On January 14, 2010 ICE released a press statement outlining its justification for closing the Varick Street facility - lack of outdoor space and the need to cut costs. Earlier this week, a coalition of community-based groups who support immigration and detention reform sent a letter to Secretary Janet Napolitano at the Department of Homeland Security asking for a timely release of detainees.

The closure of Varick Street detention center impacts not only the detainees currently housed there, but also those at the transfer sites. The proposed transfer will affect detainees already in ICE custody by increasing an already high number of transfers and expanding detention space in a jail that runs afould of various ICE standards. ICE will transfer New Jersey detainees from Husdon to Essex County Correctional Facility (Essex) and/or Monmouth County Correctional Institution (Monmouth) to accommodate the transferees from New York,

More importantly, each of these facilities has unique rules governing access to detainees. The arbitrary transfers make it difficult for relatives and members of the community to maintain communication with detainees and can impede detainees as they prepare their legal cases.

I addressed the Varick Street closing with Ms.

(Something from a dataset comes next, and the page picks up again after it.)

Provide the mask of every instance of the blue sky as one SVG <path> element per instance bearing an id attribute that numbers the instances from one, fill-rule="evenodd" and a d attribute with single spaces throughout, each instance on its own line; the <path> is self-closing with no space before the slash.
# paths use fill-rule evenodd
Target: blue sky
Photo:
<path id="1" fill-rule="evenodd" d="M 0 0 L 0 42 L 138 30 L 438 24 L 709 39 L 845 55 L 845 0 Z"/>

Alina Das, Supervising Attorney of the Immigrant Rights Clinic at New York University School of Law. In an email exchange she noted, "As someone who has represented and worked alongside detainees at Varick and other jails, I have seen how detention and transfers wear people down, tear families apart, and make legal representation much more difficult, if not impossible, to sustain ... No one should remain in detention when he or she can be released."

This is particularly true when you consider that ICE does not accomplish its stated goals by closing the Varick Street facility. One of the transfer sites, Hudson, does not allow all detainees access to the available sheltered exercise space. Second, according to Detention Watch Network, the cost of ICE custody operations for 2009 totals $1.7 billion. Closing Varick Street will amount to a cost savings of less than 1%. Detention at Hudson, Essex, and Monmouth costs $100 per day/detainee. On the other hand, alternatives to detention cost as little as $12 per day.

Given the prevailing mood in Washington around budget cuts and spending, now is a good time for the Obama administration to trim spending, starting with detention costs.